Empêché d’entrer dans son pays, Guillaume Soro, candidat à la présidentielle de Côte d’Ivoire, est frappé par un mandat d’arrêt international. Il dénonce une manipulation d’Alassane Ouattara et regrette l’attitude d’Emmanuel Macron.

La voix est claire, le ton vif. De retour à Paris, où il vit exilé depuis six mois, Guillaume Soro ne semble pas marqué par son come-back manqué de lundi en Côte d’Ivoire. “Je vais bien”, lâche d’emblée l’ancien président de l’Assemblée nationale, contre qui les autorités de son pays viennent pourtant d’émettre un mandat d’arrêt international.

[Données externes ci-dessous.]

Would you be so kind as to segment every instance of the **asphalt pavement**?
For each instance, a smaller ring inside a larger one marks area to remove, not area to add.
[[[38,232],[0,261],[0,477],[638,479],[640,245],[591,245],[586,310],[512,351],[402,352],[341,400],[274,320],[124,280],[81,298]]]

Au JDD, celui qui a aussi été Premier ministre sous Gbagbo puis Ouattara, confie son intention de faire campagne et sa déception du peu de soutien de la France.

Après votre retour manqué en Côte d’Ivoire, allez-vous rester en France ?

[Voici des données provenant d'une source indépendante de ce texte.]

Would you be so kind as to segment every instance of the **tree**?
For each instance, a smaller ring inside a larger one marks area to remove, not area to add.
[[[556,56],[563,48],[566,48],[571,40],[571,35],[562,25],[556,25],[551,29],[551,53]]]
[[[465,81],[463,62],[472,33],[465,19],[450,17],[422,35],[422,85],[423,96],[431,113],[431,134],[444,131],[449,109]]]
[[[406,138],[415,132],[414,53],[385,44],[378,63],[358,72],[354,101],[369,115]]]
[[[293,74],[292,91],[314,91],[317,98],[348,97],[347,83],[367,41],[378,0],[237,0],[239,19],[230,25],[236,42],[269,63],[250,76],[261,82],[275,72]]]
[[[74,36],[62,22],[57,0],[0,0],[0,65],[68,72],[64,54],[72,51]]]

Oui, puisque le président Ouattara m’interdit de rentrer dans mon pays.

Le mandat me visant n’est pas fondé sur le droit

Vous vous placez donc sous la protection des autorités françaises ?

Je dispose d’un visa normal et n’ai demandé aucune assistance particulière à Paris.

Un mandat d’arrêt international a été émis contre vous. Vous ne craignez pas d’être interpellé ?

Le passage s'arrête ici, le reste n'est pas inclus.